L’économie hongkongaise se remet difficilement de la succession de chocs subis entre 2019 et 2022. Après les bouleversements politiques et institutionnels de 2019 et 2020, le territoire a été lourdement affecté par la crise sanitaire jusqu’à l’an dernier. L’activité se redresse en 2023 mais Hong Kong doit maintenant faire face à une demande externe en repli et, surtout, à un important resserrement des conditions monétaires. La remontée des taux d’intérêt depuis mars 2022 pèse sur la demande intérieure, en particulier à travers ses effets sur le marché immobilier. La politique budgétaire reste, quant à elle, résolument expansionniste.
Rebond économique après quatre années de chocs successifs
L'économie de Hong Kong a enregistré une croissance moyenne de -1,3% par an entre 2019 et 2022 (contre +2,7% par an entre 2012 et 2018).

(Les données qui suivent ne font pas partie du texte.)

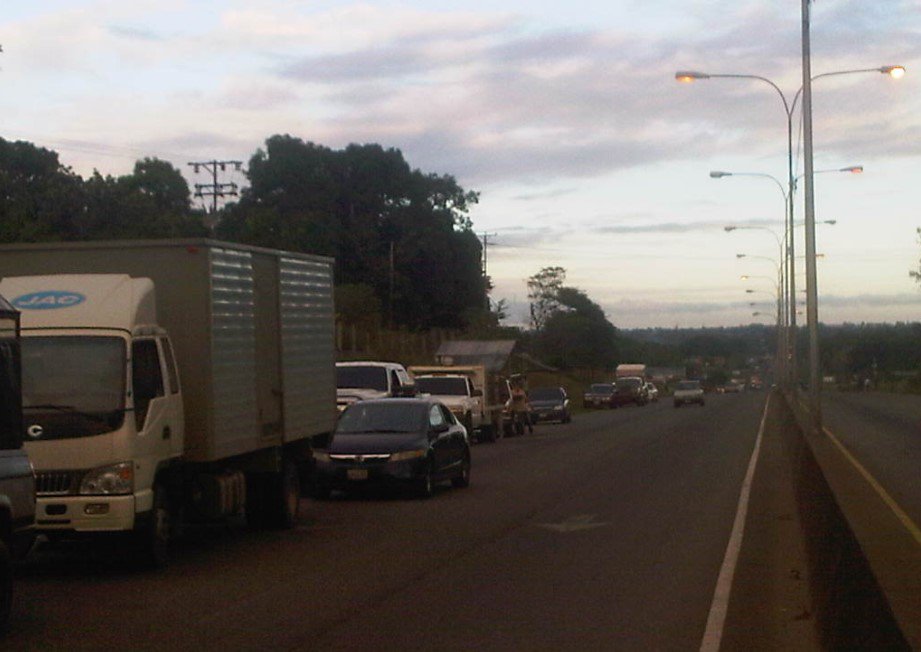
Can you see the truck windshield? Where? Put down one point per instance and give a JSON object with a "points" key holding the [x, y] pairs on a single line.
{"points": [[546, 394], [361, 377], [72, 386], [442, 386]]}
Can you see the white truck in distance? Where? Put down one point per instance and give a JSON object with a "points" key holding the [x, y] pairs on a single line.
{"points": [[169, 379], [469, 392]]}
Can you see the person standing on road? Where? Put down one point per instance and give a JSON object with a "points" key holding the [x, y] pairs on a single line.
{"points": [[521, 407]]}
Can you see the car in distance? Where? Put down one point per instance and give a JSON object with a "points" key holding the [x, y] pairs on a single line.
{"points": [[361, 380], [410, 442], [688, 391], [631, 389], [549, 404], [599, 395]]}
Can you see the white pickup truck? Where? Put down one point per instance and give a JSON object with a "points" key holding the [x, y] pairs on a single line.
{"points": [[17, 481], [469, 392]]}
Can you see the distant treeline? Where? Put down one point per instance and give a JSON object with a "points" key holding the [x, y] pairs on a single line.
{"points": [[847, 349]]}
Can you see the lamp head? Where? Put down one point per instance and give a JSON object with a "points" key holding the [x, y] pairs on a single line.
{"points": [[687, 76], [896, 72]]}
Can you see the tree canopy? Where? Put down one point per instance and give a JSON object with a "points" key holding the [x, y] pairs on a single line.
{"points": [[399, 236], [45, 201], [404, 233]]}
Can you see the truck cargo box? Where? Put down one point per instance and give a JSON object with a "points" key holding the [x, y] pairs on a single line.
{"points": [[253, 331]]}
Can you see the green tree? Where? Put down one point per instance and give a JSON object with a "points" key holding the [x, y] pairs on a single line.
{"points": [[404, 233], [151, 202], [42, 199], [577, 333]]}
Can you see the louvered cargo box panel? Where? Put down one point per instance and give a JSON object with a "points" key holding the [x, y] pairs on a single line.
{"points": [[233, 353], [308, 362]]}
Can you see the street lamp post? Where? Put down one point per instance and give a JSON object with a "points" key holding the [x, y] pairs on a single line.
{"points": [[894, 71]]}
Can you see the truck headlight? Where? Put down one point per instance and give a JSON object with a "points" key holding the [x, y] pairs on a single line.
{"points": [[117, 479], [402, 456]]}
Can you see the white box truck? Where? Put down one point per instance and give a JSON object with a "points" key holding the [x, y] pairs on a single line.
{"points": [[475, 396], [170, 381]]}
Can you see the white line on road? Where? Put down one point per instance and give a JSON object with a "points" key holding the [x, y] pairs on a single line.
{"points": [[716, 620], [574, 524]]}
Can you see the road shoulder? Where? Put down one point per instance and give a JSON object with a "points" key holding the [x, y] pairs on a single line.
{"points": [[770, 605]]}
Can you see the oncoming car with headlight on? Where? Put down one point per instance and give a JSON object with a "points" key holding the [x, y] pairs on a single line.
{"points": [[404, 442]]}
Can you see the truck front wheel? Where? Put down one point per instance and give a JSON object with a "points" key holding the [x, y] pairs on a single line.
{"points": [[6, 587]]}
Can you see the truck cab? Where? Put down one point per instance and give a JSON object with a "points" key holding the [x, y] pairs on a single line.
{"points": [[17, 481], [361, 380], [102, 403]]}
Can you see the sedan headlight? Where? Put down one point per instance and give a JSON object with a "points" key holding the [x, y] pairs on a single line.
{"points": [[402, 456], [117, 479]]}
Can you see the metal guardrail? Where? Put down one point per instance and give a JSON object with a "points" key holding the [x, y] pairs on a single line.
{"points": [[865, 564]]}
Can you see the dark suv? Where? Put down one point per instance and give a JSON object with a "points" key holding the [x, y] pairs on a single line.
{"points": [[631, 389], [549, 404]]}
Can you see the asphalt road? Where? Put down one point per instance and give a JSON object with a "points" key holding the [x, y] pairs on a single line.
{"points": [[883, 432], [603, 534]]}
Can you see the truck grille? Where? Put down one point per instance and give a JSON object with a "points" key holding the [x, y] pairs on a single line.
{"points": [[57, 483]]}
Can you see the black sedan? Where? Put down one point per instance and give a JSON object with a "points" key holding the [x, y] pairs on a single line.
{"points": [[549, 404], [408, 442]]}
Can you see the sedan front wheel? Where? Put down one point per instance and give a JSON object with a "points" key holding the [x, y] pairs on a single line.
{"points": [[463, 479]]}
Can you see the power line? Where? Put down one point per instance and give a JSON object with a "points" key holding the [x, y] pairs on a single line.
{"points": [[215, 189]]}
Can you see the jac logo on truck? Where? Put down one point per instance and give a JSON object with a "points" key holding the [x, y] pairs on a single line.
{"points": [[48, 300]]}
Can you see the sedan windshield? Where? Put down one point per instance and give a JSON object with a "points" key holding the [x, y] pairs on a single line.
{"points": [[391, 417], [361, 377], [602, 389], [442, 386]]}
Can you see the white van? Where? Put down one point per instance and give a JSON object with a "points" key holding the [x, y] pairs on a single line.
{"points": [[359, 381]]}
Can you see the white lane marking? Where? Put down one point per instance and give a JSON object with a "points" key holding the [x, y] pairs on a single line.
{"points": [[716, 620], [574, 524]]}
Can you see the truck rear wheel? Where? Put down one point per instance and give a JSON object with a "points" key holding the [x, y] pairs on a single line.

Cette dégradation résulte d’une succession de chocs : protestations et changement institutionnel en 2019-2020, pandémie et politique Covid très stricte menée jusqu’à mi-2022, perte de confiance des investisseurs, montée des tensions sino-américaines et ralentissement du commerce extérieur, puis durcissement rapide des conditions monétaires depuis le T2 2022.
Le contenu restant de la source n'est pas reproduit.